O caso aconteceu em 14 de janeiro, em um estabelecimento da Rua Vinícius de Moraes, na zona sul do Rio de Janeiro. Segundo a denúncia e imagens de câmeras de segurança, ela discutiu com funcionários por uma suposta cobrança indevida, usou termos pejorativos contra um empregado negro, proferiu a palavra “mono” (macaco, em espanhol) e imitou gestos do animal. A promotoria relata ainda que a ré dirigiu ofensas a outros dois trabalhadores, configurando três crimes.
No dia 6 de fevereiro Agostina foi detida por algumas horas e, em seguida, liberada com a obrigação de usar tornozeleira eletrônica. A 8ª Câmara Criminal do Tribunal de Justiça do Rio determinou o pagamento de caução e outras medidas para possibilitar sua saída do país.

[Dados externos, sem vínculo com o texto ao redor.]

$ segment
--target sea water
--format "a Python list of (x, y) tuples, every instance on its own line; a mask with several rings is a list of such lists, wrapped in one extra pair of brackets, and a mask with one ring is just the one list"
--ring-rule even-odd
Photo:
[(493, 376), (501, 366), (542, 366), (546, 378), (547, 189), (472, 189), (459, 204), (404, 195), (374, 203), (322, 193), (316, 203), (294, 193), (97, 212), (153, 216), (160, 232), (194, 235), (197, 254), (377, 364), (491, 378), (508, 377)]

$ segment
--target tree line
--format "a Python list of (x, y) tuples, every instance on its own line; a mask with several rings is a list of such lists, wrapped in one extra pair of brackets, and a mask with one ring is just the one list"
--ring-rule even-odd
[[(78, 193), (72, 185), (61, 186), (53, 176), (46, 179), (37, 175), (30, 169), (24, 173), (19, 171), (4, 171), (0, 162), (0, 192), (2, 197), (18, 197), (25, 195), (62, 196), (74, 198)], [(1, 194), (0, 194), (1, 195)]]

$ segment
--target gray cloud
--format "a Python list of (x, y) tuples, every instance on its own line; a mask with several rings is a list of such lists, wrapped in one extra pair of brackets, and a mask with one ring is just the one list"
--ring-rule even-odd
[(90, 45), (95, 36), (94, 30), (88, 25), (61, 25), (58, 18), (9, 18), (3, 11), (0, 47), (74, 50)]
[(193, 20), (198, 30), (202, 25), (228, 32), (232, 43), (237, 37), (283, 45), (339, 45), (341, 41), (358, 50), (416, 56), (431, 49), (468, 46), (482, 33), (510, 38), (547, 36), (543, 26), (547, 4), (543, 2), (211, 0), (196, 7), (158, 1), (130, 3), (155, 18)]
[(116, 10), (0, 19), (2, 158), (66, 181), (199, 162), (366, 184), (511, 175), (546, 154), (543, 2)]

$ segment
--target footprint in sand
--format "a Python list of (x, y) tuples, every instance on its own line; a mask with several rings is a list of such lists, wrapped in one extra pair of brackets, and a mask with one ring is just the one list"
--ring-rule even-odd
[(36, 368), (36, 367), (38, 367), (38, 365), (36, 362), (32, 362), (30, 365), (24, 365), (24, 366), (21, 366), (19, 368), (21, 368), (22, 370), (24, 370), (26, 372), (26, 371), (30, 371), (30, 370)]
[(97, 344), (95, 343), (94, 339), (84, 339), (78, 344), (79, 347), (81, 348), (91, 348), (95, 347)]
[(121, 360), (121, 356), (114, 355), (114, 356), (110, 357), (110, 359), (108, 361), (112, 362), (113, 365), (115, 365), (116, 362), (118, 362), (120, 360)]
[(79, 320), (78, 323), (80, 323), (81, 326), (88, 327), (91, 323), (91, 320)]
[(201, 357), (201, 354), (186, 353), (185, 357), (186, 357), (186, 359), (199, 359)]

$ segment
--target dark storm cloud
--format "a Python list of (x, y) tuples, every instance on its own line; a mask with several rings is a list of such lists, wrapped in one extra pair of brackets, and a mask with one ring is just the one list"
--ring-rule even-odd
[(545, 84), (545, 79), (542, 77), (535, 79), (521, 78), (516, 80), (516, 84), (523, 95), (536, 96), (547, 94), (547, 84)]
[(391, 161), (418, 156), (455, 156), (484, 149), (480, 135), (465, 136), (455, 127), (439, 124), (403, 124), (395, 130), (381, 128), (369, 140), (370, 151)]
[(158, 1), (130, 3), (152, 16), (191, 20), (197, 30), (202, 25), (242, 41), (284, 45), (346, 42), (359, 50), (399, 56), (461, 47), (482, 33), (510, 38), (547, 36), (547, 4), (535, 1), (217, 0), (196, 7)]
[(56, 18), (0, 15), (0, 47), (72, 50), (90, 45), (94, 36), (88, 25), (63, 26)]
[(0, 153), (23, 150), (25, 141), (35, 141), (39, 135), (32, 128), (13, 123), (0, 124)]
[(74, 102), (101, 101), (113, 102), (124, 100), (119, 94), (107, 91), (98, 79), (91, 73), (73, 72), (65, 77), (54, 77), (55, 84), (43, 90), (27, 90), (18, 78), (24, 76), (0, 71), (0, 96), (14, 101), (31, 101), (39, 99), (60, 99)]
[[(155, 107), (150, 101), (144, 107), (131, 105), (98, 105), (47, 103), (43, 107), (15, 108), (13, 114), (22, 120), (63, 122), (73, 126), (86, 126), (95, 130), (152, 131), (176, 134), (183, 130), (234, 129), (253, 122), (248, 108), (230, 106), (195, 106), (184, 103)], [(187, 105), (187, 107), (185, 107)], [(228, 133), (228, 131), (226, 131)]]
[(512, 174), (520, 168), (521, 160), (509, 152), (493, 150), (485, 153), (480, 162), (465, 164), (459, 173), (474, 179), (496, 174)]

Na terça-feira (31), a Justiça autorizou a devolução do passaporte e a retirada da tornozeleira, permitindo o retorno da advogada à Argentina. Ela seguirá respondendo ao processo por injúria racial. A fiança estabelecida foi de R$ 97 mil, equivalente a 60 salários mínimos, conforme decisão que teve como relator o desembargador Luciano Silva Barreto.